21g dose, 50g yield, 27 seconds, 9% TDS, 21.4% extraction.

Signature Drink -

Espresso Component – Same as espresso course

Allongé – Bourbon, roasted slightly lighter and faster than the espresso.
20g dose, 100g yield, 25 seconds, 4.5% TDS, 22.5% extraction.

Lungo – Caturra, roasted halfway between traditional filter and espresso roasts.
19g dose, 150g yield, 25 seconds, 2.9% TDS, 22.9% extraction.

Coffee Shot – Geisha, roasted lightly, as we would usually for filter coffee.
18g dose, 300g yield, 30 seconds, 1.4% TDS, 23.3% extraction.

All of these extractions were very deliberate, and tuned for each roast style and strength of drink."
(He served these during the 2013 Championships: http://www.youtube.com/watch?v=ZgKgt2gtzD0)

---
Next I pulled & measured an Ethiopia Amaro Gayo that I find delicious in the cup, despite some passing sense of dryness. A pleasant mix of tastes that I find hard to describe so I won't delve deep to try it.

About one percent lower extraction-% and %TDS.

 Next, I tried the delicious Panama, Los Lajones beans on the Mahlkönig Vario grinder and the Rocket E61 machine, using 20g in the 20g-VST basket to brew 31.3g of espresso. This machine has a dual OPV so I could ramp up the pre-infusion at 4 bar, first drops appearing at 6 seconds, then up to 9 bar for 6 seconds and extracting the rest at 4 bar again.

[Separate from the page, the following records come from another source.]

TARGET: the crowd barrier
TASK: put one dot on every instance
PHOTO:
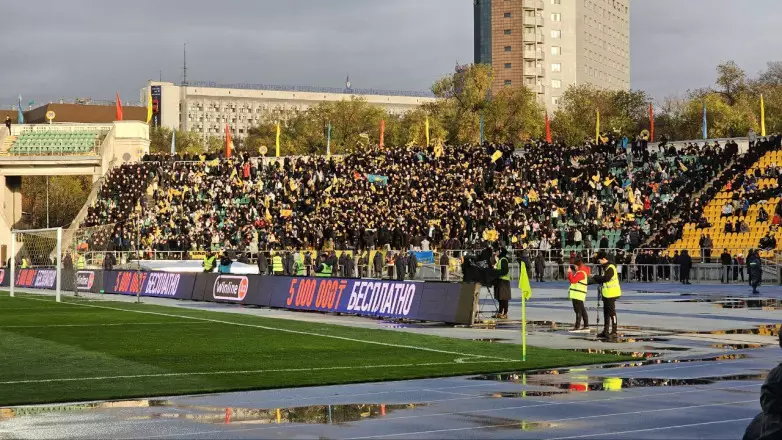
(420, 301)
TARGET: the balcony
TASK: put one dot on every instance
(533, 21)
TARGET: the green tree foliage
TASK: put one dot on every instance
(67, 194)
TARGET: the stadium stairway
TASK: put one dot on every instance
(734, 242)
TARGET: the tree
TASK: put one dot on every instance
(67, 195)
(731, 81)
(622, 112)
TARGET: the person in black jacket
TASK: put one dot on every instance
(685, 264)
(768, 424)
(263, 264)
(754, 270)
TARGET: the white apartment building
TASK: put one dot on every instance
(207, 107)
(549, 45)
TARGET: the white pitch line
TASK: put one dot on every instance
(209, 373)
(653, 429)
(298, 332)
(97, 325)
(436, 431)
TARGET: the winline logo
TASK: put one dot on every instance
(230, 287)
(85, 280)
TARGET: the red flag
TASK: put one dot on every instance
(228, 142)
(548, 129)
(651, 123)
(119, 108)
(382, 132)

A delightful, somewhat 'salty' taste:
  
Result:
Another photo impression of a measurement session:
Extraction:

Setup, with the Tonino that I use to measure the color of the grinds before the extraction:
 Half of the espresso to taste and half of it in a big cool cup to cool down


 Filtered espresso in the small heavy shot glass, taken out with pipette, drops on the refractometer:

Measurement done, ready to copy into the app

At Trakteren, a local coffee specialty place, I was invited to demo the setup and we did two measurements:

At home, I tried several extractions with Ethiopian "Cherry Red" beans that I roasted three weeks ago. At 16-17 % extractions these taste rich and spicy, like Dutch "speculaas" dipped in coffee, almond candy, and at slightly lower extractions it's a soft, light espresso. Both very enjoyable even though all of these were at lower extractions than the "box" of the app would have you expect.